Source : Prima-News, 16 novembre 2004
19/11/04
- Le journal Yeni Musavat contraint de fermer
Le principal quotidien d'opposition azéri, Yeni Musavat, a été
contrait de fermer, ayant été poussé à la
faillite par l'avalanche d'amendes très salées qui lui
ont été infligées par des tribunaux, suite à
des plaintes pour diffamation de caciques du régime. Le 22 octobre
dernier, son rédacteur en chef, Rauf Arifoglu, avait été
condamné à 5 ans de prison pour pour « trouble à
l'ordre public » et « refus d'obtempérer ».
Il avait été arrêté après les manifestations
d eprotestation, en octobre 2003, contre l'élection frauduleuse
d'Ilham liev, qui avait succédé à son père.
Source : Prima-News, 16 novembre 2004
12/10/04 - Ilgar Ibrahimoglu Allahverdiev a nouveau empêché
de voyager
Pour la deuxième fois en moins d'un mois, Ilgar Ibrahimoglu Allahverdiev,
le jeune imam de la mosquée Juma de Bakou, a été
empêché le 6 octobre de se rendre à l'étranger.

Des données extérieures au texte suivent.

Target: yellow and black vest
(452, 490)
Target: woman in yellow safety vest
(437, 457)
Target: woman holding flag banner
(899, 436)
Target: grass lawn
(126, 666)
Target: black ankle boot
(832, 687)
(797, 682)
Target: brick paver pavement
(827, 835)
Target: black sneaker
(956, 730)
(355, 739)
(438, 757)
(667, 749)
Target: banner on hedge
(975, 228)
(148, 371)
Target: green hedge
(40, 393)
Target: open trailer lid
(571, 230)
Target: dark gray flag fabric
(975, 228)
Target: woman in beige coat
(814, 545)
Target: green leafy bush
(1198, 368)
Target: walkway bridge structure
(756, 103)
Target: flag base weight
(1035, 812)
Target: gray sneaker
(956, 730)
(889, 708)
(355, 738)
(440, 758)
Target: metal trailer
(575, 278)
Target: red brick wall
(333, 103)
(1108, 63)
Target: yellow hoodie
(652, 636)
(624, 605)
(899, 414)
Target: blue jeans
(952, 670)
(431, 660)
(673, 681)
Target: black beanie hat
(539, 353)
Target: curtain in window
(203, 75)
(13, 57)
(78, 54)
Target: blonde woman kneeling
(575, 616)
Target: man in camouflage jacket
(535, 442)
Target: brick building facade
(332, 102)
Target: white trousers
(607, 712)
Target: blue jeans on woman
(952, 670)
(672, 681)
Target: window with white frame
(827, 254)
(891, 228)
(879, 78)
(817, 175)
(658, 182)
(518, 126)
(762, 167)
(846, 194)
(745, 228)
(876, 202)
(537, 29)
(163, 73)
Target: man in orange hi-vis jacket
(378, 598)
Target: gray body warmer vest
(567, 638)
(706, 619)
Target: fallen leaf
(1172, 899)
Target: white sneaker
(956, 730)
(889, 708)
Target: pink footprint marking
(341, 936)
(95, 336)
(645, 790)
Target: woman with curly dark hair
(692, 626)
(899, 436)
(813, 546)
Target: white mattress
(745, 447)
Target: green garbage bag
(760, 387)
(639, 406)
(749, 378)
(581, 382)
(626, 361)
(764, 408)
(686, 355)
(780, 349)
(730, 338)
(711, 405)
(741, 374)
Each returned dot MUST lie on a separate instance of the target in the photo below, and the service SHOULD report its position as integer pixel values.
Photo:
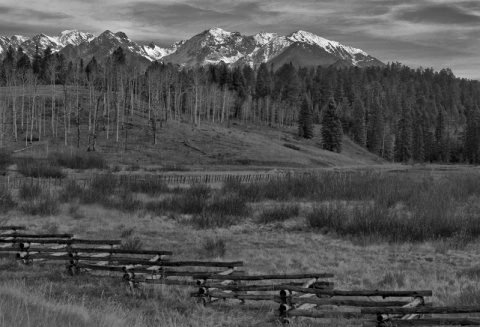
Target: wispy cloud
(431, 33)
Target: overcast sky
(428, 33)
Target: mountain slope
(209, 47)
(301, 47)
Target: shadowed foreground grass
(341, 225)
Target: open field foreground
(388, 231)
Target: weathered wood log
(425, 322)
(73, 258)
(61, 241)
(193, 263)
(423, 310)
(164, 281)
(322, 314)
(121, 251)
(160, 272)
(417, 301)
(249, 288)
(319, 291)
(236, 296)
(13, 227)
(90, 250)
(383, 294)
(41, 236)
(264, 277)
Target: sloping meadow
(393, 207)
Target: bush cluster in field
(52, 166)
(395, 207)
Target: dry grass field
(409, 230)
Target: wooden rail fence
(298, 295)
(15, 182)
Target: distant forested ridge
(398, 113)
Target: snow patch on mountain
(74, 37)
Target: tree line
(396, 112)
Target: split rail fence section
(15, 182)
(296, 294)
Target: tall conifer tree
(331, 128)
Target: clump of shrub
(148, 186)
(395, 279)
(30, 167)
(45, 205)
(87, 160)
(51, 227)
(207, 220)
(133, 167)
(291, 146)
(214, 247)
(192, 201)
(278, 214)
(5, 158)
(125, 201)
(74, 210)
(6, 201)
(229, 205)
(104, 183)
(132, 243)
(70, 192)
(29, 191)
(173, 168)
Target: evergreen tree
(404, 138)
(472, 137)
(331, 128)
(418, 144)
(305, 120)
(377, 128)
(359, 131)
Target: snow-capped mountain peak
(263, 38)
(74, 37)
(212, 46)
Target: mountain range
(212, 46)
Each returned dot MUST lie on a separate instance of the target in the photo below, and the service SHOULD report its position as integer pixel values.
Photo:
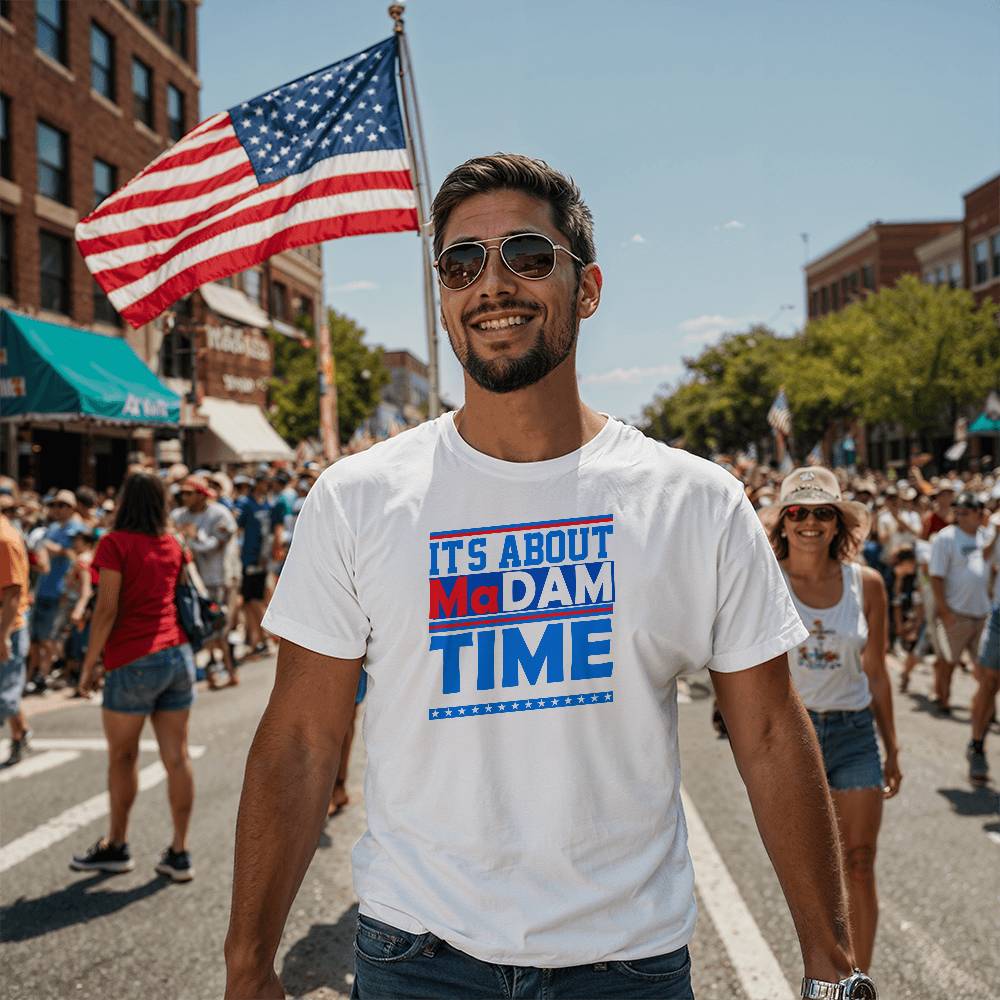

Cette fois-ci il s'agissait pour lui de participer à une conférence
de l'OSCE sur la liberté religieuse à Varsovie. Les autorités
azeries ne tenant pas à ce qu'il dénonce devant un auditoire
international les atteintes à la liberté religieuse en
Azerbäidjan, eles ont donc recouru aux bonnes vieilles méthodes
de l'époque soviétique. Allahverdiev dirige la mosquée
millénaire Juma de Bakou, fermée par le gouvernement depuis
le mois de juin.
Source : www.forum18.org
17/09/04
- Ilgar Ibrahimoglu empêché de voyager
Le 12 septembre, l’imam de la mosquée Juma de Bakou - fermée
par les autorités -, Ilgar Ibrahimoglu Allahverdiev
a été empêché de se rendre à Bruxelles
pour y participer à une conférence de l’OSCE sur
le raisme et la discrimination. Aucune raison officielle n’a été
donnée à ce refoulement, intervenu au dernier moment,
alors que l’imam avait déjà enregistré son
embarquement sur un vol de la Lufthansa et avait passé le contrôle
de douane.
Source : www.forum18.org, 16 septembre 2004
18/08/04
-Pour une poignée de manats
Une anecdote illustre une fois de plus les drôles de méthodes
de l la justice azéri. Cela se passe à Bakou, à
l'occasion du procès des dirigeants d'opposition accusés
d'avoir organisés des "émeutes" en octobre dernier
pour protester contre l'élection frauduleuse d'Aliev fils. Le
témoin Nahid Mamedov a rétracté son témoignage
devant le tribunal le 12 août, déclarant qu'il avait été
battu et avait eu des dents brisées, ajoutant qu'on lui avait
refusé toute assistance médicale. Comble de l'affaire
: le matin du 12 août, avant sa comparution, Mamedov a été
conduit au bureau du procureur général, où on lui
a proposé la somme de 90 000 manats (15 Euro !) pour qu'il répète
son témoignage à la barre, ce qu'il a refusé.